Tuesday, January 18, 2011

Recipe: Salads

A while ago, we had a bit of a gathering at our house and I decided to make some salads. Although I enjoy a regular lettuce salad, I do tire of them and I imagine others do as well. There is nothing special about them and other than add some fruit or make it a spinach salad or maybe using different dressings, you can't jazz them up all too much.

So I decided to try my hand at a grain salad and a beet-slaw.
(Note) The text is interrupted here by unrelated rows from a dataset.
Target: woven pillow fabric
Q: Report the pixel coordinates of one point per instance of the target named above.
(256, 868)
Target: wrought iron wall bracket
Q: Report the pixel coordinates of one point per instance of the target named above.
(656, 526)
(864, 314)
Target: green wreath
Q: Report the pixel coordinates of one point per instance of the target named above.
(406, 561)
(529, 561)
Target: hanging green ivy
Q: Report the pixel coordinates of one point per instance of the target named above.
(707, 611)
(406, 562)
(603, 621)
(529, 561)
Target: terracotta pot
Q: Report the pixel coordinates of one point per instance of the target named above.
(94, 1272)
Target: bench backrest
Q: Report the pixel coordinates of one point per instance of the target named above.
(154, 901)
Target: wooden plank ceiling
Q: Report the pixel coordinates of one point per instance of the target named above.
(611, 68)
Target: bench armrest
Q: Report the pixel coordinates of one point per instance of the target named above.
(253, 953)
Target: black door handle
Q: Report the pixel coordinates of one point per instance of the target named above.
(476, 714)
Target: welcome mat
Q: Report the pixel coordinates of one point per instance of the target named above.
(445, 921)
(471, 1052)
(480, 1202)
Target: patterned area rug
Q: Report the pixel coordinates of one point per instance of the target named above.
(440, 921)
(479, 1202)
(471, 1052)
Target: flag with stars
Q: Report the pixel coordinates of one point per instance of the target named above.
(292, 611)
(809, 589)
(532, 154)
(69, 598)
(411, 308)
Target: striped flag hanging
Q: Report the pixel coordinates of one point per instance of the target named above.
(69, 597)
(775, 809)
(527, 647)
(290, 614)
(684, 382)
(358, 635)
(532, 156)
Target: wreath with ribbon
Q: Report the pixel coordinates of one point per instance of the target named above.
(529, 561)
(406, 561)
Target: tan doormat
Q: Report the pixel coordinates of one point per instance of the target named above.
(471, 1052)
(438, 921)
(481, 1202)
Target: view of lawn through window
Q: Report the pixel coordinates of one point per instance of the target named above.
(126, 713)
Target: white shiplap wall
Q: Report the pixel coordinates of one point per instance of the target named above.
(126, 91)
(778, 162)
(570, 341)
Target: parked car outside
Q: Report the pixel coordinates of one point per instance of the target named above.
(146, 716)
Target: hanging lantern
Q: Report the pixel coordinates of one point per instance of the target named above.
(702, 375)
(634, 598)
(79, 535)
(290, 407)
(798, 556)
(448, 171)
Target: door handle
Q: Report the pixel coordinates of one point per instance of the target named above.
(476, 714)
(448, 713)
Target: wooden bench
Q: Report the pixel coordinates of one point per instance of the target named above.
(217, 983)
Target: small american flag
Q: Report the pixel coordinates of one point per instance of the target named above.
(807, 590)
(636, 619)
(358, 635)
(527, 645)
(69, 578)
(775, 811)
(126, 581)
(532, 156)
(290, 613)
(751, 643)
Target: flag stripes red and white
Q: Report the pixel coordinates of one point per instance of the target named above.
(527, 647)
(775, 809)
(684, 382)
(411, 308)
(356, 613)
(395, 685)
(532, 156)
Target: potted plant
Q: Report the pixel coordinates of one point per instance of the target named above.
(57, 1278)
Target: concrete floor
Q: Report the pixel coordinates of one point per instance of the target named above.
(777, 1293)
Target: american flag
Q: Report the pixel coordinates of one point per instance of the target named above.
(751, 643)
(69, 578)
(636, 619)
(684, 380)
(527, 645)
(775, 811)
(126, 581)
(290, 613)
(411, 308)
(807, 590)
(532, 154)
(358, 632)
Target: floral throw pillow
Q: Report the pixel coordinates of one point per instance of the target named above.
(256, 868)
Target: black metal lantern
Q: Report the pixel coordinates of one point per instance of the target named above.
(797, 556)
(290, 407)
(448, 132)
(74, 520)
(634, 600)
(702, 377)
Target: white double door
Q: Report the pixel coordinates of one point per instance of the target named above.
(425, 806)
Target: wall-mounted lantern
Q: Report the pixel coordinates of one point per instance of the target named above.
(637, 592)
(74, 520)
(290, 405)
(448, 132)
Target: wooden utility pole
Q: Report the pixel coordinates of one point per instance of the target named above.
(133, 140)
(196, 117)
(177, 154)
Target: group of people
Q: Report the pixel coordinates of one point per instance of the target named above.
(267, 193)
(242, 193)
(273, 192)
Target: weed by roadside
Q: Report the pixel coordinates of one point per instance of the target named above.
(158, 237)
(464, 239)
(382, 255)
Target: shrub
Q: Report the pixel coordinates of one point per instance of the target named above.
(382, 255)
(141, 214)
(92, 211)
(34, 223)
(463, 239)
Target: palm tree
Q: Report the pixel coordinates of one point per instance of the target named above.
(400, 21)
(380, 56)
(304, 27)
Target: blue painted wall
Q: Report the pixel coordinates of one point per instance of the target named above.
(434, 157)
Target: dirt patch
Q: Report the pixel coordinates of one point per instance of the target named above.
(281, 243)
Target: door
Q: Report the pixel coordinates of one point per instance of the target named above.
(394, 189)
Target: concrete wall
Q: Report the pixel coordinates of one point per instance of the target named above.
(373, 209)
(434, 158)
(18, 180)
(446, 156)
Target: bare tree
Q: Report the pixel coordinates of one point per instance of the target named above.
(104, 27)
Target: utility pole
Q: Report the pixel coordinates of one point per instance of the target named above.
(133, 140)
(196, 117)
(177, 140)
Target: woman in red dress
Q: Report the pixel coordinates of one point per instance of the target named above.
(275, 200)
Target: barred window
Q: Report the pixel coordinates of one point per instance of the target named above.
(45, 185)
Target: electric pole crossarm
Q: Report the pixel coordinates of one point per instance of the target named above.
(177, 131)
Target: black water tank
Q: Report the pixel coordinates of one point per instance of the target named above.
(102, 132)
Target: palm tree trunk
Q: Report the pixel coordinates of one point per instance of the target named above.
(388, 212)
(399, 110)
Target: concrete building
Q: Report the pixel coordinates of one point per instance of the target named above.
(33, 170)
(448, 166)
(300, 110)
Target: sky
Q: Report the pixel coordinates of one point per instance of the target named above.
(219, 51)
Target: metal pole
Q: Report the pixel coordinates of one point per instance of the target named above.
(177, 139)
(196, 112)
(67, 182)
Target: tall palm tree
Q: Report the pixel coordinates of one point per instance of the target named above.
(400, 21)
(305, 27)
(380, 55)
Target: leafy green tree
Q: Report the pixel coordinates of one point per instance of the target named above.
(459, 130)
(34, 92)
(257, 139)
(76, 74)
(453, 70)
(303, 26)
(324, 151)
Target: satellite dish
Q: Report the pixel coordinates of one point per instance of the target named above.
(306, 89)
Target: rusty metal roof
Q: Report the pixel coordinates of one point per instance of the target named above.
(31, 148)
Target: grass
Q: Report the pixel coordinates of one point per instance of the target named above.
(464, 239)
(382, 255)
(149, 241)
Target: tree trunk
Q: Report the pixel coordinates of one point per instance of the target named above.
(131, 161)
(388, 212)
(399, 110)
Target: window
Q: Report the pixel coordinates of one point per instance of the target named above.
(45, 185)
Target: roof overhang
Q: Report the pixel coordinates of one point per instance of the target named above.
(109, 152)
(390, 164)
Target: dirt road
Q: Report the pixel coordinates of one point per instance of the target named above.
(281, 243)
5-6 cups Cooked Grains (at least 4 different kinds and at least one rice. I used a wild rice mixture from bulk barn, buckwheat, quinoa, barley and orzo)
1 cup Olive Oil (approximate)
2 tbsp Lemon Juice
1 tbsp Vinegar (wine or cider)
1 tsp Sugar (or to taste)
2 cloves Garlic
sprinkle of salt and pepper

After cooking, mix grains thoroughly in large bowl to get even consistency. Set aside and let cool Put remaining ingredients in a blender or food processor and blend until smooth. Taste to make sure it's to your liking. Pour over grains. The salad will soak up a lot of the dressing, so you may need to use more to get a good coating over the whole thing. Try to add dressing as close to serving as possible, as it will continue to soak it up as you let it sit.

3 large Beets
2 Carrots or 1 large Carrot
1 stalk of Celery (optional)
1 cup Vegan Mayonnaise (veganaise, nayonaise or make your own)
3/4 tsp Seasoning Salt
1/2 tsp sugar
dash each Lemon Juice and Cider Vinegar
dash Dill Weed

Peel and shred the Beets and Carrots (and celery if you like) into a large bowl (wear disposable gloves if you want to keep your hands free of red beet dye). Combine remaining ingredients in a blender or food processor and toss with the salad. use only enough to coat the salad lightly. Set aside in fridge, covered, for at least 1/2 hour. Enjoy!